Mechanisms of weight gain after smoking cessation are not completely elucidated; however, increased energy intake, decreased resting metabolic rate and increased lipoprotein lipase activity appear to be among the main mechanisms. It is well established that nicotine consumption is associated with reduced appetite, impaired glucose tolerance and insulin resistance. Following quitting smoking, body insulin sensitivity was gradually improved leading to enhanced glucose cellular intake, which combined to low physical activity and high intake leads to high fat production. Therefore, it was observed that NRT may reduce post-cessation weight gain, in addition to physical activity and dietary intervention; all being part of the necessary advice to quitters [24]. Among eventual measures regarding weight gain issue, it was observed that bupropion, with or without NRT, reduced post cessation weight gain.  However, such results were not verified among diabetic patients (Filozof et al, 2004) [19]. Interestingly, a study by Davies et al. (2008a) [16] assessed the efficacy of a structured group education programme for patients newly diagnosed with T2DM and evidenced a mean reduction in weight of approximately 3 kg, at 12-month follow up, along with higher rate of smoking cessation. Further, the study highlighted significant positive changes in patients’ perception and beliefs regarding the disease and improvement of anxiodepressive symptoms.

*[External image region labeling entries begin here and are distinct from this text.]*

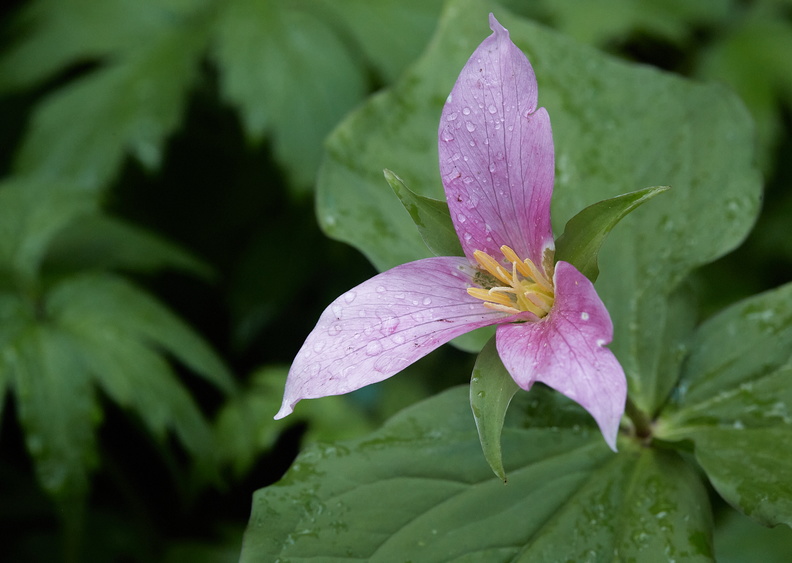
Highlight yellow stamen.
[467,245,555,318]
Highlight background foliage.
[0,0,792,561]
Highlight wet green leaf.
[215,366,372,477]
[241,388,712,562]
[317,0,761,413]
[555,186,668,282]
[657,284,792,525]
[214,0,366,191]
[385,170,465,256]
[470,338,520,482]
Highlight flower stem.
[624,397,652,440]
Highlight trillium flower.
[275,15,627,450]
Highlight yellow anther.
[467,245,555,318]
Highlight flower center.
[467,245,555,319]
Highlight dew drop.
[382,317,399,335]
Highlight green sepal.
[556,186,670,282]
[383,169,465,256]
[556,186,670,282]
[470,337,520,483]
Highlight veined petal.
[275,257,513,419]
[438,14,555,264]
[496,262,627,451]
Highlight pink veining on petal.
[275,257,514,419]
[496,262,627,451]
[438,14,555,264]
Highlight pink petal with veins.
[496,262,627,451]
[275,257,519,419]
[438,14,554,264]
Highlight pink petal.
[496,262,627,451]
[438,14,555,264]
[275,257,510,419]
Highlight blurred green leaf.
[0,0,207,91]
[47,273,235,392]
[506,0,732,47]
[555,186,668,282]
[241,387,712,562]
[470,338,520,482]
[385,170,465,256]
[317,0,443,83]
[15,15,208,189]
[45,214,212,279]
[0,177,97,289]
[214,0,366,190]
[0,324,101,502]
[317,0,761,413]
[215,366,373,477]
[715,510,792,563]
[694,16,792,170]
[657,284,792,526]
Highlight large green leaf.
[317,0,761,412]
[242,388,711,562]
[15,12,208,189]
[215,0,366,193]
[657,284,792,526]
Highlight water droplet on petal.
[366,340,382,356]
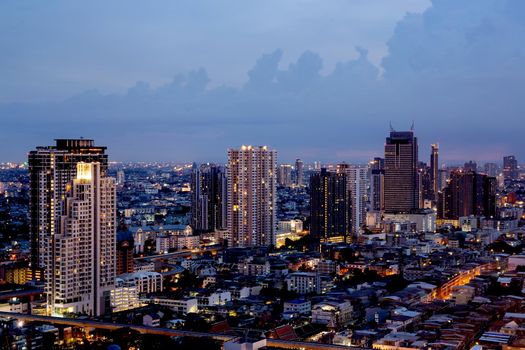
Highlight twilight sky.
[0,0,525,163]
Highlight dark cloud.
[0,0,525,161]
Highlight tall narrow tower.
[384,130,419,213]
[430,143,439,201]
[227,146,277,247]
[42,162,116,316]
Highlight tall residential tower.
[227,146,277,247]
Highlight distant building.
[228,146,277,247]
[286,272,321,294]
[28,139,108,268]
[44,163,116,316]
[116,231,135,275]
[277,164,293,187]
[191,164,227,232]
[438,170,496,220]
[295,159,304,186]
[310,168,351,240]
[337,163,368,234]
[384,130,419,213]
[503,156,519,180]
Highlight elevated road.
[0,312,365,350]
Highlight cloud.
[0,0,525,161]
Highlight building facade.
[227,146,277,247]
[384,130,419,212]
[41,163,116,316]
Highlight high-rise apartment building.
[41,162,116,316]
[227,146,277,247]
[28,139,108,269]
[384,130,419,213]
[369,157,385,211]
[310,168,352,240]
[503,156,519,180]
[295,159,304,186]
[277,164,293,187]
[191,164,227,232]
[463,160,478,172]
[438,170,497,220]
[484,163,498,177]
[337,163,368,234]
[430,143,440,202]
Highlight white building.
[284,299,312,315]
[148,298,199,314]
[41,162,116,316]
[111,278,143,312]
[312,301,353,327]
[286,272,321,294]
[118,271,162,294]
[227,146,277,247]
[277,219,303,233]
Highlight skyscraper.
[384,130,419,213]
[310,168,351,240]
[438,170,496,220]
[28,139,108,269]
[370,158,385,211]
[503,156,519,180]
[191,164,227,232]
[337,163,368,234]
[295,159,304,186]
[227,146,277,247]
[277,164,293,187]
[41,162,116,316]
[430,143,440,201]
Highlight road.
[0,312,365,350]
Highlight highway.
[0,312,364,350]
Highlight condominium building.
[227,146,277,247]
[44,162,116,316]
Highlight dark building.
[28,139,108,269]
[384,130,419,213]
[430,143,440,202]
[191,164,227,232]
[463,160,478,172]
[503,156,519,180]
[310,168,351,240]
[295,159,304,186]
[117,231,135,275]
[370,157,385,211]
[438,170,496,220]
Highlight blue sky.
[0,0,525,163]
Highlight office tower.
[503,156,519,180]
[463,160,478,172]
[277,164,293,187]
[369,157,385,211]
[337,163,368,233]
[484,163,498,177]
[438,169,448,191]
[295,159,304,186]
[384,130,419,213]
[28,139,108,269]
[310,168,351,240]
[116,231,135,276]
[191,164,227,232]
[417,162,434,208]
[117,169,126,185]
[438,170,496,220]
[42,162,116,316]
[430,143,440,202]
[227,146,277,247]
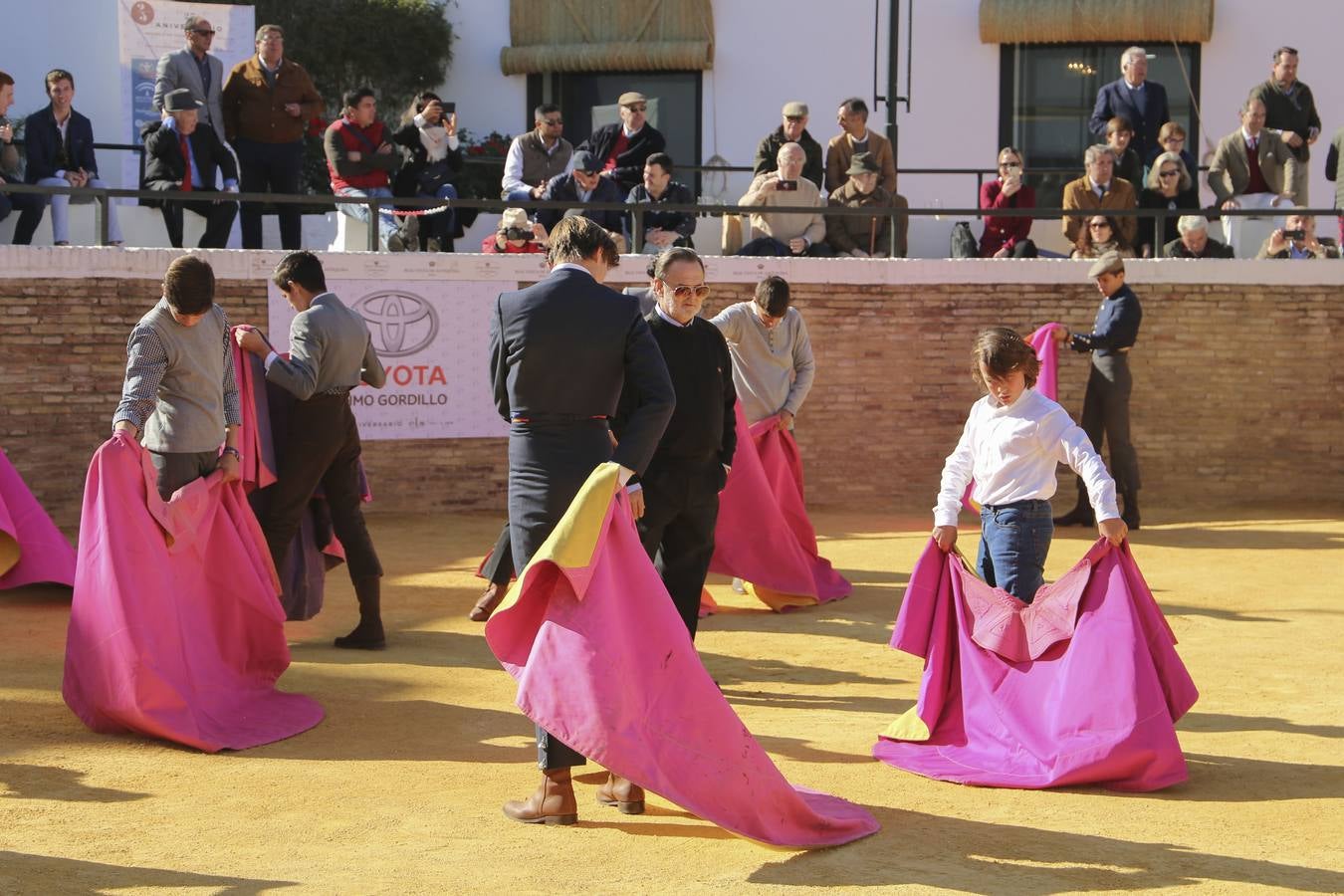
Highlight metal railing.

These findings are in favour of the multi-dimension positive impact of education interventions among diabetic patients, which may explain part of the findings in the current study.

Conclusion

The study shows that more stressed individuals are less likely to cease their smoking habit while those experiencing anxiety tend to smoke more. For severely depressed individuals, the risk of continued smoking after NRT intervention is minimal. The study’s conclusion would be that it is important to address the stress and anxiety factors before applying intervention protocols if any meaningful results are to be achieved.

Figures


Figure 1: Correlation of outcome stress level with main study variables.
Bars represent the mean baseline-to-outcome changes in different study parameters by the level of stress at 12 months.


Figure 2: Correlation of outcome anxiety level with main study variables.
Bars represent the mean baseline-to-outcome changes in different study parameters by the level of anxiety at 12 months.